30There is no dispute that the applicant’s reports to both his occupational therapist, Ms. D’Souza, and to Ms. Youm are consistent. In fact, I remarked at paragraph 45 that the applicant’s testimony of his complaints was fairly consistent with what he reported to various assessors including Dr. West. My dismissal of the applicant’s claim did not hinge on what the applicant told either occupational therapist. Nor did it hinge on what they observed were the applicant’s functional limitations. The core of my decision dealt with the applicant’s failure to prove that he has an Upper Severe Disability or a Lower Severe Disability six months or more after the accident or a Lower Moderate Disability one year or more after the accident that was caused by his TBI as opposed to some other impairment caused by the accident.
31The similarity between the observations made by Ms. D’Souza and Ms. Youm make no difference to my finding. This is because neither occupational therapist is qualified to provide an opinion on whether the functional impairments they observed in the applicant were caused by his TBI or non-TBI related psychological or musculoskeletal injuries. If I gave less weight to Dr. West’s report, it would not change the problems apparent with Dr. Kurzman’s report and testimony for the reasons set out in my decision.

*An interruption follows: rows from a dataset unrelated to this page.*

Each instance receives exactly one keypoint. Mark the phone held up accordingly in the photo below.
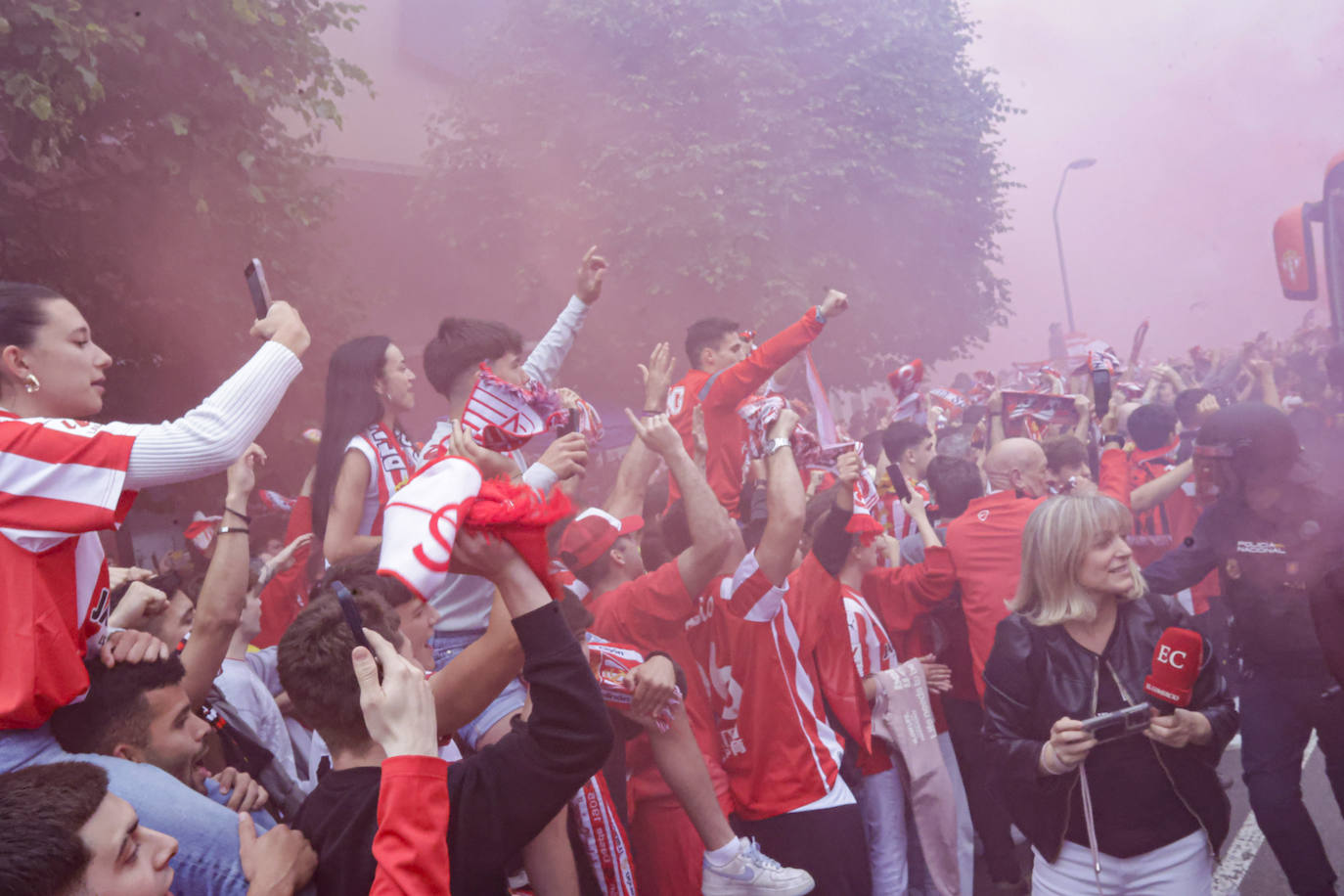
(1113, 726)
(257, 287)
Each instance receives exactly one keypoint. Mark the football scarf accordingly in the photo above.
(423, 520)
(503, 417)
(1031, 413)
(902, 715)
(610, 664)
(395, 464)
(202, 529)
(759, 416)
(604, 838)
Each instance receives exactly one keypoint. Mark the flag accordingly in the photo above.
(826, 421)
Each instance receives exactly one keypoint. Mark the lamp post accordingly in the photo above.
(1059, 241)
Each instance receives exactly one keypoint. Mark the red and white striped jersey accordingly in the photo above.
(777, 747)
(873, 653)
(61, 482)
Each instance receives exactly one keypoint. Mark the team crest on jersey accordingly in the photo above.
(1261, 547)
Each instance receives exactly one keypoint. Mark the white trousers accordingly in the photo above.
(882, 799)
(1183, 868)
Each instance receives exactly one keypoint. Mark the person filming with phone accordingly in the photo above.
(1105, 718)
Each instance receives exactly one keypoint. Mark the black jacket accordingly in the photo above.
(1037, 675)
(1273, 567)
(502, 797)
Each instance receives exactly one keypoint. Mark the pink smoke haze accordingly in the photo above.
(1207, 121)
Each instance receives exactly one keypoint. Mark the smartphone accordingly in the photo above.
(1100, 389)
(257, 287)
(352, 618)
(898, 482)
(1113, 726)
(573, 424)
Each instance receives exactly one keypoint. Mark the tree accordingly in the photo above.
(733, 157)
(147, 152)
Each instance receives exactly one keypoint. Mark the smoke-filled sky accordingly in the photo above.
(1207, 119)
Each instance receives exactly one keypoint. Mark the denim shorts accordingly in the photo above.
(449, 645)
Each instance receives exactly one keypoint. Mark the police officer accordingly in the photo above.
(1275, 539)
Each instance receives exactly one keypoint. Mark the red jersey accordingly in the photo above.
(721, 394)
(985, 546)
(650, 612)
(412, 841)
(61, 482)
(780, 751)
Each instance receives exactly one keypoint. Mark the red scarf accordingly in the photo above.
(604, 838)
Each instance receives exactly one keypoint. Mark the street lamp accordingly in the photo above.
(1059, 242)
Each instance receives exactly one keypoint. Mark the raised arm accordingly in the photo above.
(785, 504)
(730, 385)
(639, 464)
(225, 589)
(215, 432)
(706, 517)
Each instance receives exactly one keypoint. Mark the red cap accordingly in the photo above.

It is because of those problems that I was unable to find the applicant proved on a balance of probabilities that he sustained a catastrophic impairment.
CONCLUSION
32A reconsideration under LAT Rule 18 is not an opportunity to relitigate a matter. It is open to the Tribunal, as the trier of fact, to weigh evidence and to make reasonable findings based on that evidence. I conducted a close and careful review of the expert evidence in this case and supported my factual and legal findings with reasoned analysis. The applicant has identified no error of fact or law that would warrant reconsideration in this matter.
33For these reasons, I deny the applicant's request for reconsideration.
Deborah Neilson Adjudicator Tribunals Ontario – Licence Appeal Tribunal
Released: February 16, 2022
Footnotes
- Section 3.1(1)4(ii) A of the Schedule states that an insured person who sustains a Vegetative State (VS or VS*) under the GOS-E one month or more after the accident is catastrophically impaired. I did not need to consider it as there was no evidence that the applicant in this case was ever in a vegetative state.